В комнате стояли металлическая кровать, почему-то называвшаяся полутораспальной, хотя, наверное, в ней никогда не случалось лежать полутора человекам, письменный стол такой работы, что тот, кто хоть раз в жизни держал в руках рубанок и топор, мог бы его сделать за час, три стула и большой фанерный шкаф, скрипевший, даже когда его не трогали, а душевая и уборная были общие, в конце коридора. Это был далеко не лучший номер в гостинице.
Только бы не было войны, подумал он. Еще хоть одиннадцать дней. Или даже девять. Пока он успеет возвратиться.

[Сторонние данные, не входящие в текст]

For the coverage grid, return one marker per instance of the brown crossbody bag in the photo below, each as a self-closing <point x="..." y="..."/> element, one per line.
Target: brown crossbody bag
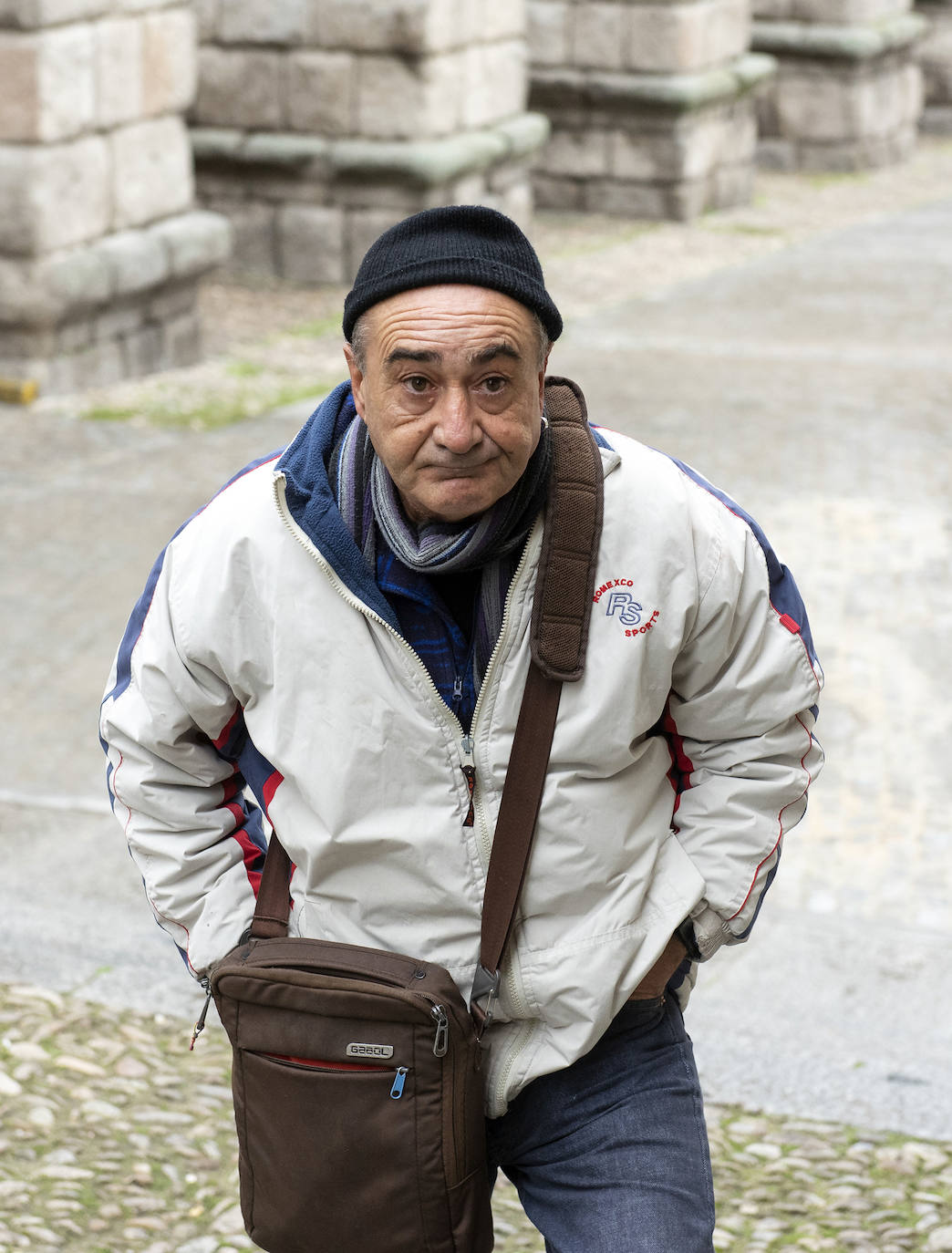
<point x="358" y="1096"/>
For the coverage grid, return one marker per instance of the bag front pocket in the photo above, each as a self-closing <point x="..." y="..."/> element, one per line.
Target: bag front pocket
<point x="324" y="1155"/>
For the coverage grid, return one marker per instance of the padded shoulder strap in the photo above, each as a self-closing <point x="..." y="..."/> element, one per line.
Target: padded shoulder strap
<point x="573" y="528"/>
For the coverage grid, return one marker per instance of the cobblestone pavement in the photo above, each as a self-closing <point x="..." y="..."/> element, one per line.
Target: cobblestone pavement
<point x="116" y="1139"/>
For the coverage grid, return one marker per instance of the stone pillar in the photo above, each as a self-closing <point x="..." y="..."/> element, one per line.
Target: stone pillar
<point x="100" y="250"/>
<point x="319" y="124"/>
<point x="936" y="60"/>
<point x="848" y="91"/>
<point x="650" y="104"/>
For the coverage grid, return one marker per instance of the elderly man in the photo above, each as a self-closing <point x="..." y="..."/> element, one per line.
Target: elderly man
<point x="342" y="636"/>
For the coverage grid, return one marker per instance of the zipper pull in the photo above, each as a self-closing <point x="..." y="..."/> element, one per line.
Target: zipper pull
<point x="442" y="1031"/>
<point x="201" y="1024"/>
<point x="470" y="776"/>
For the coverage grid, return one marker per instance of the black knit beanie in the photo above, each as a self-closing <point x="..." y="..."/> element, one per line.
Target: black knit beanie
<point x="461" y="243"/>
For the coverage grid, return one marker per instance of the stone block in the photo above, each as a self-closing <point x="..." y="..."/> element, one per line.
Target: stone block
<point x="74" y="280"/>
<point x="240" y="88"/>
<point x="119" y="70"/>
<point x="626" y="200"/>
<point x="151" y="171"/>
<point x="136" y="260"/>
<point x="321" y="93"/>
<point x="935" y="53"/>
<point x="254" y="231"/>
<point x="833" y="107"/>
<point x="831" y="12"/>
<point x="502" y="19"/>
<point x="362" y="227"/>
<point x="549" y="32"/>
<point x="181" y="340"/>
<point x="311" y="244"/>
<point x="47" y="84"/>
<point x="207" y="13"/>
<point x="576" y="153"/>
<point x="121" y="317"/>
<point x="54" y="197"/>
<point x="36" y="14"/>
<point x="140" y="5"/>
<point x="77" y="334"/>
<point x="681" y="37"/>
<point x="693" y="150"/>
<point x="496" y="83"/>
<point x="553" y="192"/>
<point x="600" y="36"/>
<point x="170" y="60"/>
<point x="194" y="242"/>
<point x="143" y="351"/>
<point x="174" y="301"/>
<point x="275" y="22"/>
<point x="98" y="366"/>
<point x="429" y="91"/>
<point x="518" y="202"/>
<point x="409" y="26"/>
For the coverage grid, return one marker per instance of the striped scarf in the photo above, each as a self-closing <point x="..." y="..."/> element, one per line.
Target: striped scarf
<point x="366" y="495"/>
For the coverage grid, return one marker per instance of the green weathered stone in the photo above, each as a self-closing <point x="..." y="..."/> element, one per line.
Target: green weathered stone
<point x="679" y="93"/>
<point x="838" y="43"/>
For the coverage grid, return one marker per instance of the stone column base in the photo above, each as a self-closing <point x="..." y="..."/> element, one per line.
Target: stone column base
<point x="307" y="208"/>
<point x="647" y="146"/>
<point x="845" y="98"/>
<point x="117" y="308"/>
<point x="935" y="57"/>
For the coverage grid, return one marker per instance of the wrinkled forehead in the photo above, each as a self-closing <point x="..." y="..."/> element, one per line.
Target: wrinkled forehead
<point x="449" y="321"/>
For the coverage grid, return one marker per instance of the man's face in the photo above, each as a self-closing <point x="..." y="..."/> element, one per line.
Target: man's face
<point x="451" y="391"/>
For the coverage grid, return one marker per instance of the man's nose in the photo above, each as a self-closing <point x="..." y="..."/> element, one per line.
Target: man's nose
<point x="458" y="421"/>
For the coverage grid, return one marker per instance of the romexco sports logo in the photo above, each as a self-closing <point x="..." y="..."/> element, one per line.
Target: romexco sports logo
<point x="622" y="604"/>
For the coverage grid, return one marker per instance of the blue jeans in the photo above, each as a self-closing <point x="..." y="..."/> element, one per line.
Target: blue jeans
<point x="610" y="1155"/>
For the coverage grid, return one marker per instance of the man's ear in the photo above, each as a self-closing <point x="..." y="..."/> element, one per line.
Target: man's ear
<point x="542" y="378"/>
<point x="356" y="378"/>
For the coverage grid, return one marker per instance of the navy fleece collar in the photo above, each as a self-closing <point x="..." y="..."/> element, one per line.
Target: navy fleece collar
<point x="312" y="502"/>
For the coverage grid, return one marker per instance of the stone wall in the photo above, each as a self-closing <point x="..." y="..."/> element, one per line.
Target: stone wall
<point x="935" y="56"/>
<point x="650" y="104"/>
<point x="99" y="245"/>
<point x="318" y="124"/>
<point x="848" y="91"/>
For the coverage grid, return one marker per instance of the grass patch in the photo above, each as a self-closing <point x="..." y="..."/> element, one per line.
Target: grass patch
<point x="317" y="328"/>
<point x="244" y="368"/>
<point x="211" y="411"/>
<point x="750" y="228"/>
<point x="837" y="178"/>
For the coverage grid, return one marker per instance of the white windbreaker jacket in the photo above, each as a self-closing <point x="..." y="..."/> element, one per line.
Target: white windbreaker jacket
<point x="264" y="670"/>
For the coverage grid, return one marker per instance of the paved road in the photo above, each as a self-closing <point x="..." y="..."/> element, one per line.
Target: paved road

Потому что после его сообщений эти умники могут решить, что уже пора…
Хорошо, что эту ночь он проведет один. Человеку нужно хоть ночь побыть одному. В его положении. Чтобы отдохнуть…

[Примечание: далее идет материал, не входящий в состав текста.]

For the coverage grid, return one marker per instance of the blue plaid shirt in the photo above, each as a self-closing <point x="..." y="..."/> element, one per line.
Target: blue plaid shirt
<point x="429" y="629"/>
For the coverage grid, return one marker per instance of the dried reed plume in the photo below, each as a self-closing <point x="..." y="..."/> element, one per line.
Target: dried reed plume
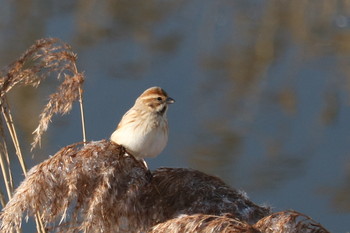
<point x="289" y="222"/>
<point x="97" y="188"/>
<point x="45" y="57"/>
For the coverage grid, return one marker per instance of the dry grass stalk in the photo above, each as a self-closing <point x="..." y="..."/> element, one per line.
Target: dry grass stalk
<point x="289" y="222"/>
<point x="5" y="164"/>
<point x="46" y="56"/>
<point x="5" y="109"/>
<point x="203" y="223"/>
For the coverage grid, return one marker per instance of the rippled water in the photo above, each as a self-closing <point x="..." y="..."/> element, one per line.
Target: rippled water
<point x="261" y="88"/>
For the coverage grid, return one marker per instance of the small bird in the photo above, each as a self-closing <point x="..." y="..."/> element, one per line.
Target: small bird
<point x="143" y="130"/>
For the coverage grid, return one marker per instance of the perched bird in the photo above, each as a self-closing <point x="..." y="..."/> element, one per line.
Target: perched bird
<point x="143" y="130"/>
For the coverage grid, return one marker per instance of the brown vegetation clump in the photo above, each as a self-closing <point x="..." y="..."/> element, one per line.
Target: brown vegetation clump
<point x="203" y="223"/>
<point x="99" y="188"/>
<point x="94" y="187"/>
<point x="186" y="191"/>
<point x="289" y="222"/>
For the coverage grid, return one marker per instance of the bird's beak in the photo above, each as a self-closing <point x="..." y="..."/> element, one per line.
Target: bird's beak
<point x="170" y="100"/>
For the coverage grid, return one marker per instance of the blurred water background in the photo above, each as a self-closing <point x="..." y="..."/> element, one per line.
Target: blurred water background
<point x="262" y="88"/>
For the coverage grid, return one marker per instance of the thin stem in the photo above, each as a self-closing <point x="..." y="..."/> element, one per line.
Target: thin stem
<point x="2" y="199"/>
<point x="5" y="172"/>
<point x="82" y="114"/>
<point x="11" y="127"/>
<point x="81" y="103"/>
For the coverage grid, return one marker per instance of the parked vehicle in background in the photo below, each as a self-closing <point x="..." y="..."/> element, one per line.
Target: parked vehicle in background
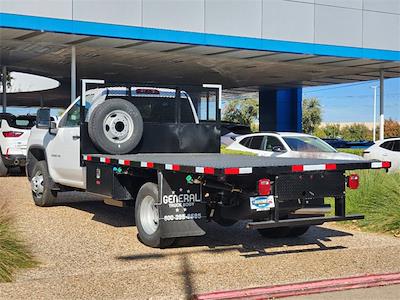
<point x="388" y="149"/>
<point x="288" y="144"/>
<point x="14" y="134"/>
<point x="336" y="143"/>
<point x="360" y="144"/>
<point x="229" y="131"/>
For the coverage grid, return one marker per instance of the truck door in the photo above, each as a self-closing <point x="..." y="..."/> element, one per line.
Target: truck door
<point x="63" y="152"/>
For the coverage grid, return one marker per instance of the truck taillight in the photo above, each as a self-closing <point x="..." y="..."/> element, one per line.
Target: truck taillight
<point x="8" y="134"/>
<point x="264" y="187"/>
<point x="353" y="181"/>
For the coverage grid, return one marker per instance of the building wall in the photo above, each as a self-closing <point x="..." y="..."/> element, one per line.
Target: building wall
<point x="356" y="23"/>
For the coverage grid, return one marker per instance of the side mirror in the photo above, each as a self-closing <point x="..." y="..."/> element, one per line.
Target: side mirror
<point x="277" y="149"/>
<point x="43" y="118"/>
<point x="53" y="128"/>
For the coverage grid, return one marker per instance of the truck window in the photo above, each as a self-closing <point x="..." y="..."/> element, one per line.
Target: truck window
<point x="396" y="146"/>
<point x="162" y="110"/>
<point x="72" y="118"/>
<point x="387" y="145"/>
<point x="271" y="143"/>
<point x="256" y="142"/>
<point x="245" y="142"/>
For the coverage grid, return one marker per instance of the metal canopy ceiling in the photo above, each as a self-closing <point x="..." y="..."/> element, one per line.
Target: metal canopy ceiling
<point x="122" y="60"/>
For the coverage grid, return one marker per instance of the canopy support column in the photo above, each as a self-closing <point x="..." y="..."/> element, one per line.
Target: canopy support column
<point x="381" y="106"/>
<point x="73" y="74"/>
<point x="4" y="85"/>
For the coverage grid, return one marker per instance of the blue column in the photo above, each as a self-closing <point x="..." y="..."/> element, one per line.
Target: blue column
<point x="280" y="109"/>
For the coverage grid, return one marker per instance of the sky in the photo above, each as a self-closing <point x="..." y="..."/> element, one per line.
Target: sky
<point x="354" y="102"/>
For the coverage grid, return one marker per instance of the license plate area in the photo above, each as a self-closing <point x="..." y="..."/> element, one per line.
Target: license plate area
<point x="262" y="203"/>
<point x="309" y="185"/>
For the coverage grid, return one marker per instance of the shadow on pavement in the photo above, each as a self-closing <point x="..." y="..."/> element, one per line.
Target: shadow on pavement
<point x="234" y="239"/>
<point x="247" y="242"/>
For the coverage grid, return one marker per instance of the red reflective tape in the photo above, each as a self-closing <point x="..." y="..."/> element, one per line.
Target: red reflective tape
<point x="231" y="171"/>
<point x="297" y="168"/>
<point x="208" y="170"/>
<point x="330" y="167"/>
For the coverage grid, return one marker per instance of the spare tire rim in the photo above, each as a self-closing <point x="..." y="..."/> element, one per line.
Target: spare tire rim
<point x="118" y="126"/>
<point x="37" y="184"/>
<point x="149" y="216"/>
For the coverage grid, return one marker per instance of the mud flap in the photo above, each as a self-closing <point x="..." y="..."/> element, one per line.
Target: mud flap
<point x="182" y="211"/>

Он передвинул кровать поближе к окну, зажег лампу на тумбочке, отклонив абажур так, чтобы свет падал на дверь, и погасил лампу, висевшую посреди комнаты в матовом стеклянном шаре. Аккуратно, в давно усвоенной последовательности он сложил на стуле одежду, поставил возле кровати чемодан, лег и брезгливо до половины укрылся простыней, заклейменной черной печатью гостиницы.
Соловей не умолкал: «Фи-чурр, фи-чурр, фи-фи, фи-фи, люи, люи, люи».
Он приподнялся, вынул из кармана пиджака плитку шоколада, на которой были изображены два футболиста, прочел название «Спорт», распечатал плитку, отломил дольку и положил в рот.
«Акра, — подумал он. — Или С. Томэ… Слишком сладко. Один сахар. Сахар и еще черт знает что. Не поймешь. Но отец сказал бы… Отец, — подумал он. — Отец…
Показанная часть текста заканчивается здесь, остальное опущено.